Resist Dyed
Batik painting is an Indonesian technique of resist dyed craft where wax is applied to whole cloth or along specific design. The
tradition of batik dyeing is found in various countries. It is believed that the term is a derivation
from the word `Ambatik’ which when translated literally stands for a piece of
cloth with small dots or writing with wax or drawing in broken lines.
To make a traditional batik design, the pattern is hand-drawn with hot wax on prepared fabric, using special tools called canting. This batik technique is called batik tulis. Batik Material is very important to Indonesians and many people wear it to formal or casual events. But besides that Batik cap & Batik lukis are also recognised as Batik techniques as they too use wax for resist dyeing. The wax is used to cover the areas which are to be protected from the dye. Traditionally, batik dyes were made from plants. The most widely used was indigo blue and soga, a warm brown colour made from the bark of the Soga tree. Meanwhile, a combination of two types of wax is used in this craft- Beeswax, Paraffin wax which acts as the resist. The ratio of both waxes determines the Batik texture produced.
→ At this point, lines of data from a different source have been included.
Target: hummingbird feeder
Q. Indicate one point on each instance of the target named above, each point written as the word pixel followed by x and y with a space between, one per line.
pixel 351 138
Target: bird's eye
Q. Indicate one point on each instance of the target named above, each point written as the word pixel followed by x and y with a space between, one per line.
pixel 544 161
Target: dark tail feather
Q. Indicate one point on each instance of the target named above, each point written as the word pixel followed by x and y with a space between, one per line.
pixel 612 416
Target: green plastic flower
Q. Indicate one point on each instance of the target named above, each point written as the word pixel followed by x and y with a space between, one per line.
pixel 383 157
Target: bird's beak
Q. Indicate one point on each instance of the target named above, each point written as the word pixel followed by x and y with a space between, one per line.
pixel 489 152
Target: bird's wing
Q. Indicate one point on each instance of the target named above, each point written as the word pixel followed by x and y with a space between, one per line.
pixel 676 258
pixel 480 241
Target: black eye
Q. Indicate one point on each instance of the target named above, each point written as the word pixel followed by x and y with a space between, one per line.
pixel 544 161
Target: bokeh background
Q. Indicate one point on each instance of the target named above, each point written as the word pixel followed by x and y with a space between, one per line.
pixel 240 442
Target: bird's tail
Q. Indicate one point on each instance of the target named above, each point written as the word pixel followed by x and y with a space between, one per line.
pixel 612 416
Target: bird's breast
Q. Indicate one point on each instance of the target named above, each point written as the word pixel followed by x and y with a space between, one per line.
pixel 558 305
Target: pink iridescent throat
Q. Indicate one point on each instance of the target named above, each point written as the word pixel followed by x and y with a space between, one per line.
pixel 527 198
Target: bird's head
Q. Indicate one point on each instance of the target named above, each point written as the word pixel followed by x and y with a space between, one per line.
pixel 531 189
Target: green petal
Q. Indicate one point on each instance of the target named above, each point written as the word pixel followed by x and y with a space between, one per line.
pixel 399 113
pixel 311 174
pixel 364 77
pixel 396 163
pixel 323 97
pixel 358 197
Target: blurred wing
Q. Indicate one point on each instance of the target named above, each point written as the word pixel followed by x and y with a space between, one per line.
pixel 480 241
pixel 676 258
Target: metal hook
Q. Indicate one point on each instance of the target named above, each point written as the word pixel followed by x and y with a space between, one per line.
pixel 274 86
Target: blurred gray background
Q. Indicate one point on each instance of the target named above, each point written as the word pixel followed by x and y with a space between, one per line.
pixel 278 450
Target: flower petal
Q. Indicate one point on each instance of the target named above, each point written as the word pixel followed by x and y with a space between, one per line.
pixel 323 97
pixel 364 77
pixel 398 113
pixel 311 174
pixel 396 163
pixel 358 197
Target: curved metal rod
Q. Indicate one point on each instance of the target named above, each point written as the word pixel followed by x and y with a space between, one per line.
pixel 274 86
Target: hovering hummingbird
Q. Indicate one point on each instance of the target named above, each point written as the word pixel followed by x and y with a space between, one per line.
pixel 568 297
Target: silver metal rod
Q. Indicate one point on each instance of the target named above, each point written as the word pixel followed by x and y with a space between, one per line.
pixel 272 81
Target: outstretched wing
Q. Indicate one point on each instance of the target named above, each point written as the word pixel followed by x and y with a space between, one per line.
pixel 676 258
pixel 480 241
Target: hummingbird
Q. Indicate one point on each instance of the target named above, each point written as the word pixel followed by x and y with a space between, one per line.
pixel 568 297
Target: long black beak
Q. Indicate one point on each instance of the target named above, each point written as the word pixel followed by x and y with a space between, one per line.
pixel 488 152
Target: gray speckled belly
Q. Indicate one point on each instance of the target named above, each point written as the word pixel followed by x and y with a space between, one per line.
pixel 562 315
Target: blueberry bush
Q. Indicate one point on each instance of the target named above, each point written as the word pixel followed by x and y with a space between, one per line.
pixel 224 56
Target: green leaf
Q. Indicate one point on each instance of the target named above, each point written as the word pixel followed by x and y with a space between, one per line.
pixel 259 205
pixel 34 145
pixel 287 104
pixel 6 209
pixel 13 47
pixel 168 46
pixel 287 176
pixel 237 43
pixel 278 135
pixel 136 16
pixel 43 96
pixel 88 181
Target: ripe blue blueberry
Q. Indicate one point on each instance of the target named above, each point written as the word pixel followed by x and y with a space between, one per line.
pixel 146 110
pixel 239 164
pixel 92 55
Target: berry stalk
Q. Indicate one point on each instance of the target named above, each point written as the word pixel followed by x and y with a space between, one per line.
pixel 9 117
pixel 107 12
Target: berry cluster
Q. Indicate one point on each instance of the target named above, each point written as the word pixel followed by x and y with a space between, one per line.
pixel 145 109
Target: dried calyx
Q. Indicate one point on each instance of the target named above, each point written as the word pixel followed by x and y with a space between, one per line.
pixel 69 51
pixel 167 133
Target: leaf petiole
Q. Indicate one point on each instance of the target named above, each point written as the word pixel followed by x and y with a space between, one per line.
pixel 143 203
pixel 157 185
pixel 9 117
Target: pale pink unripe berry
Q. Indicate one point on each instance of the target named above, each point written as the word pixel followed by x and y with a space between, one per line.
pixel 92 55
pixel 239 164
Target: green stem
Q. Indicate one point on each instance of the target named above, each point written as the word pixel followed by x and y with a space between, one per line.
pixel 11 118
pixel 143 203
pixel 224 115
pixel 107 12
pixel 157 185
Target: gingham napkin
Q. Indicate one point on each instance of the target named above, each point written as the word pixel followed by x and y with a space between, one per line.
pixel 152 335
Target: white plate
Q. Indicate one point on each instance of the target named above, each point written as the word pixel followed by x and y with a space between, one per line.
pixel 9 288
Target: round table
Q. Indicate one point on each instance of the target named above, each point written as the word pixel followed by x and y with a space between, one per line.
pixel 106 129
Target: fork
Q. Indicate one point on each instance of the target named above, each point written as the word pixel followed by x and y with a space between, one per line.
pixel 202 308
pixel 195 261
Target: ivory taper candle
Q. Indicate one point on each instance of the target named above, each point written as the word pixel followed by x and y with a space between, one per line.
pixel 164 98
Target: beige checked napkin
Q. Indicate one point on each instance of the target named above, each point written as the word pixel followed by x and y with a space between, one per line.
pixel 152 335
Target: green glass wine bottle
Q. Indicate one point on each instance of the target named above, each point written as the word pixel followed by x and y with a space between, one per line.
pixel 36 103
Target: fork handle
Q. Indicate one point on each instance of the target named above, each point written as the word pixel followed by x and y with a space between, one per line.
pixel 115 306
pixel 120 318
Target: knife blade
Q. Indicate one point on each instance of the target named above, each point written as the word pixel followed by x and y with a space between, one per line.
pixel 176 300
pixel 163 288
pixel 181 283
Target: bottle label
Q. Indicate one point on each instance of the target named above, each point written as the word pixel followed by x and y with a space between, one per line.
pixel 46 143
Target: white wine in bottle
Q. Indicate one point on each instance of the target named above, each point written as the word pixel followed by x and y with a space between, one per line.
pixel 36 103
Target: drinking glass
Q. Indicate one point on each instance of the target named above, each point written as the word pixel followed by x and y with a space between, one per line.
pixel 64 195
Contemporary batik, while owing much to the past, is markedly different from the more traditional and formal styles. For example, the artist may use etching, discharge dyeing, stencils, different tools for waxing and dyeing, wax recipes with different resist values and work with silk, cotton, wool, leather, paper or even wood and ceramics.
Its present day applications of Batik Fabrics can be found in sarees, kimono shrugs, blouses, shirts, dresses and other accessories.
Batik painting is historically the most expressive and subtle of the resist methods. The ever-widening range of techniques available offers the artist the opportunity to explore a unique process in a flexible and exciting way.